Space never scared me, but the ocean was a different beast. Space is dead, it’s full of barren rocks and the discarded junk of humanity; but the ocean is, even at its coldest and blackest, full of increasingly more terrifying life. For weeks before the descent I dreamt of grotesque and alien creatures sickly white with too many eyes dotted about in unusual places--creatures that made their own light and chewed blood into the water with teeth the length of their bodies.
Fleur laughed.

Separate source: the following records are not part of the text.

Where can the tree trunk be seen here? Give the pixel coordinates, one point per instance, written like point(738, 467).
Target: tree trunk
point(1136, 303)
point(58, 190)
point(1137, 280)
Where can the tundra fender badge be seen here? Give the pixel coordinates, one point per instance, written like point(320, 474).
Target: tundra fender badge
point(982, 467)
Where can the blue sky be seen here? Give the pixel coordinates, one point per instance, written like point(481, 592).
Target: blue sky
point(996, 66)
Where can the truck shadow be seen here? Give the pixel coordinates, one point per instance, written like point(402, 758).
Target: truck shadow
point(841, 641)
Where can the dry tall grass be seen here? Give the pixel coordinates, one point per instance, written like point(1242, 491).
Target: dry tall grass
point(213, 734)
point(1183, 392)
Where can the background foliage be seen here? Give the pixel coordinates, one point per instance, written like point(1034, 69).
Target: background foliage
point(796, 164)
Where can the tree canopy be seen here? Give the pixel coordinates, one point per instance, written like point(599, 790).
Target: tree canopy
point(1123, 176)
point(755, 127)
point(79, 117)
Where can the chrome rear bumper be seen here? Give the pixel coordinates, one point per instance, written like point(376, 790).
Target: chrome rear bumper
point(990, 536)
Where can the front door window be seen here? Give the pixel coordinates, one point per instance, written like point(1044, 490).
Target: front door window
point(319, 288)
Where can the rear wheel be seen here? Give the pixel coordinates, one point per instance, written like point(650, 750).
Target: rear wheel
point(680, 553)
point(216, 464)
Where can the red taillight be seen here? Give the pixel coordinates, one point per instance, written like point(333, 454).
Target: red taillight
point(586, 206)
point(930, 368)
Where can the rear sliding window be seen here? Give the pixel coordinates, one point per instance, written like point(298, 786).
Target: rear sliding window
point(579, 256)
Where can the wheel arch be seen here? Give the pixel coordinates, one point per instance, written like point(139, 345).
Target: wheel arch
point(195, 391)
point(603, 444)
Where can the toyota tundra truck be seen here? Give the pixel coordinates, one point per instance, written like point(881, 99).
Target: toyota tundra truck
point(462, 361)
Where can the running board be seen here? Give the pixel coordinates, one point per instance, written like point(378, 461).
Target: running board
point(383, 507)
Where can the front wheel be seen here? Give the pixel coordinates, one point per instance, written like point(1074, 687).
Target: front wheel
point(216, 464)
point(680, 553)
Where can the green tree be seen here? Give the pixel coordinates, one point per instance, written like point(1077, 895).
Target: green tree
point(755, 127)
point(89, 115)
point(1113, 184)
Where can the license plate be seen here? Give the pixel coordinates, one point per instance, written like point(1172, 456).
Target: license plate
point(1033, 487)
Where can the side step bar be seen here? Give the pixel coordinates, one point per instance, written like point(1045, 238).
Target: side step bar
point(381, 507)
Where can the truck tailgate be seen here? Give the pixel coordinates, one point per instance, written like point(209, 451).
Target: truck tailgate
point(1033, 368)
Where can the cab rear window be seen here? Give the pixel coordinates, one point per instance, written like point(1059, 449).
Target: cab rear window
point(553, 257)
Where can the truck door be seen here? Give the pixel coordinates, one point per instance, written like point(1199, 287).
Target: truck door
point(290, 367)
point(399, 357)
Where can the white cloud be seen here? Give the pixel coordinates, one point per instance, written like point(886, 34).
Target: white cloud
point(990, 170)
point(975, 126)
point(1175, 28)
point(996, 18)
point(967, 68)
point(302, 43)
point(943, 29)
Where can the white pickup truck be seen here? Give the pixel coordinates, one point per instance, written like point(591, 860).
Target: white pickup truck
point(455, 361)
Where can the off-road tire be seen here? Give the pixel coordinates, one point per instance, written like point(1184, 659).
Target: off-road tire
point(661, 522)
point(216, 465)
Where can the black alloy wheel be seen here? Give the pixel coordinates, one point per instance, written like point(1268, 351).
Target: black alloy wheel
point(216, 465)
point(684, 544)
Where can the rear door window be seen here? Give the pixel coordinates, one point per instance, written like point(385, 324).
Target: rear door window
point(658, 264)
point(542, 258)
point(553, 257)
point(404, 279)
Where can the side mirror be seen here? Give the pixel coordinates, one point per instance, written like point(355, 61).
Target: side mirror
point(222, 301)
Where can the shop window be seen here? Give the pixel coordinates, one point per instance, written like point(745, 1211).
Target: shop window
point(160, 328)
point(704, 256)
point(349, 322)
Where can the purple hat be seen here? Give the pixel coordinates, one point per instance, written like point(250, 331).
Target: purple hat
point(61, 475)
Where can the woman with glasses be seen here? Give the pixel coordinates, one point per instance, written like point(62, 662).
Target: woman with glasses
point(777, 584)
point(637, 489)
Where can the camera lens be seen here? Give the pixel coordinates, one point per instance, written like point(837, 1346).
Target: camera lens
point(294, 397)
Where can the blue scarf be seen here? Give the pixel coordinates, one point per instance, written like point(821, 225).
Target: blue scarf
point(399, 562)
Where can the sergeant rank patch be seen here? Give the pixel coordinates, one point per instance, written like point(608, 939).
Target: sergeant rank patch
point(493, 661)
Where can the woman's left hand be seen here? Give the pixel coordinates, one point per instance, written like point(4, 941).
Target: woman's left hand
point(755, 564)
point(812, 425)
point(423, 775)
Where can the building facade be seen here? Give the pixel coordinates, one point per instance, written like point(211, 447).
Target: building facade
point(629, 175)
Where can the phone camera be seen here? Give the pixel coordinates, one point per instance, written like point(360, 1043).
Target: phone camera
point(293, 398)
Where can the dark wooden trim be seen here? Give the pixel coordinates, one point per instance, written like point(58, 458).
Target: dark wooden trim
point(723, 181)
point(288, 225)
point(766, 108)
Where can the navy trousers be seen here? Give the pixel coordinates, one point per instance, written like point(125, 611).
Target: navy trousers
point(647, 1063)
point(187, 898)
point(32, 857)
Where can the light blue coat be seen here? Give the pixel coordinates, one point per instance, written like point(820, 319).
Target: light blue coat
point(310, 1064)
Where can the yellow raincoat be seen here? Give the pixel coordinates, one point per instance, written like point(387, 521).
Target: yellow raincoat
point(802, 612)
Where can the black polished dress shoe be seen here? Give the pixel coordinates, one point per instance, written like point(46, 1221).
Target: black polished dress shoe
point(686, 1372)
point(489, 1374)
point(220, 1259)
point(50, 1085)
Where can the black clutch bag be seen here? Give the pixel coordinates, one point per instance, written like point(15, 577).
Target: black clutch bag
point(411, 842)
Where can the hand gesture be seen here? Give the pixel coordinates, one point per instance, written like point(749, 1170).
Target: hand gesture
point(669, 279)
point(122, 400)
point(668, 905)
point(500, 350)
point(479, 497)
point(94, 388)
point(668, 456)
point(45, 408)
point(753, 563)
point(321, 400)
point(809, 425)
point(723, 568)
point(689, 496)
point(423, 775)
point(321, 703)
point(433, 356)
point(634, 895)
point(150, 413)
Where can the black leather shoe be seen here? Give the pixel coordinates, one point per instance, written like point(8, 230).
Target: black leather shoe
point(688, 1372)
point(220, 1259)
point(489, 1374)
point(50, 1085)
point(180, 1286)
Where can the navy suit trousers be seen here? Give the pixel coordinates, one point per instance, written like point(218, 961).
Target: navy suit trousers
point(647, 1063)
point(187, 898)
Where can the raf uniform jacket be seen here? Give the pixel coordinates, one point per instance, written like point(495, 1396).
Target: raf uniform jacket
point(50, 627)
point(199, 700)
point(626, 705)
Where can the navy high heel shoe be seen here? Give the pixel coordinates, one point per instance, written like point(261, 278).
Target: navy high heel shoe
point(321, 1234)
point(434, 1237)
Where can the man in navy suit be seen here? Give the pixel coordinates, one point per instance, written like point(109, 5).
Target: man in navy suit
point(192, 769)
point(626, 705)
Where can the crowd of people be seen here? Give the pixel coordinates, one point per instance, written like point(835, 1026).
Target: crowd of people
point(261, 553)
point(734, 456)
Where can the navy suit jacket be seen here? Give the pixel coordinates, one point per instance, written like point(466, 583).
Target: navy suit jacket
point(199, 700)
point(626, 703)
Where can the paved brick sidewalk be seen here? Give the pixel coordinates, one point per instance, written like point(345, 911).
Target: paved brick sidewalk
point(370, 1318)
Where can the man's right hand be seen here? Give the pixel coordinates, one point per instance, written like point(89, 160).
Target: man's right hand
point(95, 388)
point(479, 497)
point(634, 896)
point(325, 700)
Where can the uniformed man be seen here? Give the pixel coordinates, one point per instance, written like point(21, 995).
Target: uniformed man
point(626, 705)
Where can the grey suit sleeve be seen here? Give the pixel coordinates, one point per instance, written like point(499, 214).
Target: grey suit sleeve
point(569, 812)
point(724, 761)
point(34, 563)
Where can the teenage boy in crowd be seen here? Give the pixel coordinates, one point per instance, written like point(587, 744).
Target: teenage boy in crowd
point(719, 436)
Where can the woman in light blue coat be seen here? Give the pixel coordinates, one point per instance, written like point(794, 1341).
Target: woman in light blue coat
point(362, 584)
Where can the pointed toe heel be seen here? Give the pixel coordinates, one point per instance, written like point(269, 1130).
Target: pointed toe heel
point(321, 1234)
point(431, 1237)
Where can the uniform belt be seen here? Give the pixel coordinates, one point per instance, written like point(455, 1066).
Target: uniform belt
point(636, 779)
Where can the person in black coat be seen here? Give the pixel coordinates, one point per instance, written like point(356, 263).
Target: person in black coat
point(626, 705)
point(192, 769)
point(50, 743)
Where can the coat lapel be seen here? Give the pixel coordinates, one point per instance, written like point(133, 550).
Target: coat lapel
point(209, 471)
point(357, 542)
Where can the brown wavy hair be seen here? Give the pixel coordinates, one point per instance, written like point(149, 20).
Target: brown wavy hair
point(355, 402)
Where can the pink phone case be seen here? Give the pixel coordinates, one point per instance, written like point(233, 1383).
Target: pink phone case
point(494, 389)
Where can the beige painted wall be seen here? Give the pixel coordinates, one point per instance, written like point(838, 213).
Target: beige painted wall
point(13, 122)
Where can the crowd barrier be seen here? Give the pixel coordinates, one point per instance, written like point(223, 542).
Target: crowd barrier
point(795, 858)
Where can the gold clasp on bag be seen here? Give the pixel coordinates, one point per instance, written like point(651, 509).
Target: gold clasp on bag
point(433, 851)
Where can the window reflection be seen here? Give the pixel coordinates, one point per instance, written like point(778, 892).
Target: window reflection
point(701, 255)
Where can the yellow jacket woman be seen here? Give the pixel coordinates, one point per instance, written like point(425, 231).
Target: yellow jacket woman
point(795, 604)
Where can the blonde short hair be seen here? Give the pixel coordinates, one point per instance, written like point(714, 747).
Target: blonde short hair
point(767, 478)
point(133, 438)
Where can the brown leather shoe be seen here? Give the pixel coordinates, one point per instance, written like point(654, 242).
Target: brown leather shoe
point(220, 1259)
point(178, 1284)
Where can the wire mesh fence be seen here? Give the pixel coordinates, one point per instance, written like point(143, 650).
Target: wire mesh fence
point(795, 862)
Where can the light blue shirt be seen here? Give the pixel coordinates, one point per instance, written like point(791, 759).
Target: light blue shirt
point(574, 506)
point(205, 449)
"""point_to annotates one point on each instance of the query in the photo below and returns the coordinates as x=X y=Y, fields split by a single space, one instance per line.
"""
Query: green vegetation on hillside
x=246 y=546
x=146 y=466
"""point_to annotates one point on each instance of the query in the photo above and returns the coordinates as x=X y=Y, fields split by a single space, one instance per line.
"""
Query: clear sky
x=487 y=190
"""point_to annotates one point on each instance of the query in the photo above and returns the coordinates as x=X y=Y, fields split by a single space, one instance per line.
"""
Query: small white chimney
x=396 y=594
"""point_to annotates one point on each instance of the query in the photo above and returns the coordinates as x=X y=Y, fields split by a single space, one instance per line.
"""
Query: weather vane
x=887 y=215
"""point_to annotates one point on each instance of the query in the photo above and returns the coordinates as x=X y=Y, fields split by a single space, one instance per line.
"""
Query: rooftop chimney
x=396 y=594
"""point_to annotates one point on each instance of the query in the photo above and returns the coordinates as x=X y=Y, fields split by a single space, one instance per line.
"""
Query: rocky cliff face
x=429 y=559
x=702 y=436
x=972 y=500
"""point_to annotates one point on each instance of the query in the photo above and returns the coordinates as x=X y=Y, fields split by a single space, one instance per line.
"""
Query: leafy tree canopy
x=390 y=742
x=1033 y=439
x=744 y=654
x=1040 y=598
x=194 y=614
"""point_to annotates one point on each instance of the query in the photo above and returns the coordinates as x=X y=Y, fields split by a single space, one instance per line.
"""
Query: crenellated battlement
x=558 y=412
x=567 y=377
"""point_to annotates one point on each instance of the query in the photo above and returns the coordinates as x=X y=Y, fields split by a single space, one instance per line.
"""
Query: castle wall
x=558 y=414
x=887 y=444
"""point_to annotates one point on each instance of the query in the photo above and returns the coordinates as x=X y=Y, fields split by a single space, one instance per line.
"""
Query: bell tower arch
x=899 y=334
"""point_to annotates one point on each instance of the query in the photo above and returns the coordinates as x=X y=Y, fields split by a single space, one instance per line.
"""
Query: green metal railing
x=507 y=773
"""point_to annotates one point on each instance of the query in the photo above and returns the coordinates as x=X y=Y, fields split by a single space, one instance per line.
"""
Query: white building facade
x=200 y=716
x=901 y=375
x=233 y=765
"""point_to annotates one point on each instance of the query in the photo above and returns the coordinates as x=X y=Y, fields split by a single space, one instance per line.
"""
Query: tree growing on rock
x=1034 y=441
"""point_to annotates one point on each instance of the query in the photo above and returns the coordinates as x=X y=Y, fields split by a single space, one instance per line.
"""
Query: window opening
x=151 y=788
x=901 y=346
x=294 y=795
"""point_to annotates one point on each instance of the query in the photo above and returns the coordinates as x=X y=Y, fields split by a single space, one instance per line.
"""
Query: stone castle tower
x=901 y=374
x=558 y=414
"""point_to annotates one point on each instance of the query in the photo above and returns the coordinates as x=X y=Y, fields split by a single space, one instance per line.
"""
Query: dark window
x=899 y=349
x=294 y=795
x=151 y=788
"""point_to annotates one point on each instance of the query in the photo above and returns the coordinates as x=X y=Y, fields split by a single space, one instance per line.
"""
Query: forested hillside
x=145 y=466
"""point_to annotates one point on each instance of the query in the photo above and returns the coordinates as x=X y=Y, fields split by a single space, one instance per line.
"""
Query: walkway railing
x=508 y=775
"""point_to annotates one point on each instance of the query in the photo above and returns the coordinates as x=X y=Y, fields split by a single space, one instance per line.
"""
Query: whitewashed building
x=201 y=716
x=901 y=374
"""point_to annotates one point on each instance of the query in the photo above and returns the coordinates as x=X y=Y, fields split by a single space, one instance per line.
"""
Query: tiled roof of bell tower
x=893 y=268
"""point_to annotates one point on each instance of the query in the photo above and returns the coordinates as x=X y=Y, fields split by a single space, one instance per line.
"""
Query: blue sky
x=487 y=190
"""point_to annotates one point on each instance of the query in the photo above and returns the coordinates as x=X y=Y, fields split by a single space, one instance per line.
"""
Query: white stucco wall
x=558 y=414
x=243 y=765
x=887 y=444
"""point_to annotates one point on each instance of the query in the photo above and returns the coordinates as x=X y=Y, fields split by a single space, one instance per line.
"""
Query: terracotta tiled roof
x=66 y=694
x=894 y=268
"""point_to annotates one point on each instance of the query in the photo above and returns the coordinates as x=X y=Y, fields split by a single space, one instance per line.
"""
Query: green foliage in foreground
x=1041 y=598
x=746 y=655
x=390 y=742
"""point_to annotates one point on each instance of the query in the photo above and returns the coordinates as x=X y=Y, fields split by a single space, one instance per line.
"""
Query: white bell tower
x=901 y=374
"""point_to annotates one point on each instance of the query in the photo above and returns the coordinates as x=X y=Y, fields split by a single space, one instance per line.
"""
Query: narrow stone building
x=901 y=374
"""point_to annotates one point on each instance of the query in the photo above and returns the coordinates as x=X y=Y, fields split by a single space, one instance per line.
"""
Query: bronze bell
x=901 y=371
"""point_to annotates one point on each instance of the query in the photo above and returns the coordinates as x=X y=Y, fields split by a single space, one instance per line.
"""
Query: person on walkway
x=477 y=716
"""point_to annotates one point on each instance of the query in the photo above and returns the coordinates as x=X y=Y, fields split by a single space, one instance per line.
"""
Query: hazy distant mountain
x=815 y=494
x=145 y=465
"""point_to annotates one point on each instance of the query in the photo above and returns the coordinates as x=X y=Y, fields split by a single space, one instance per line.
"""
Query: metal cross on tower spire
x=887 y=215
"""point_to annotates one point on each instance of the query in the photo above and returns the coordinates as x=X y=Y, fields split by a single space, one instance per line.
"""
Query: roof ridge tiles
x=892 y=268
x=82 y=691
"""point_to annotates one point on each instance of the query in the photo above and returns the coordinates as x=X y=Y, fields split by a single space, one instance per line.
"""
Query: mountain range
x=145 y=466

Of course she did.
My beautiful wife pulled at my fists, cracked open my sleep-choked arms to press herself against me.
“Two space missions and you’re afraid of fish,” she laughed in a whisper while I spoke to the ceiling, untangling an arm from the greedy mess of her to scrape salt grains from the corners of my eyes.
“I can’t help it,” I said. And then--“you wouldn’t understand, you’ve never been afraid of anything in your life.”
She caught my hand and brought it back into the warmth between us. “I am afraid,” she said, “I’m afraid of losing you.”
So I kissed her, slowly, before she cast some incurable illness on us.
Fleur kissed me quickly before she turned to our team with an excited smile. The console bathed her in yellow blinking light that stopped short at the edges of her body and cast hard shadow over me. We began to sink deeper into the blackness of the sea and like something buoyant, I felt the bile rise in my throat.
I was the last one out of the submersible. I stood alone with Sheryl in the escape tube. She made what she must’ve assumed was meaningful eye contact with me as she shut the trap door. “Keep it together--” she had secreted under her breath “--they’ll need you.”
I listened to the familiar hiss of the compartment pressure equalizing and imagined that if I’d had it in me to look out the porthole window I’d have seen the lights of her craft getting smaller as she ascended.
All I heard was “Something is coming and the gods will be watching.”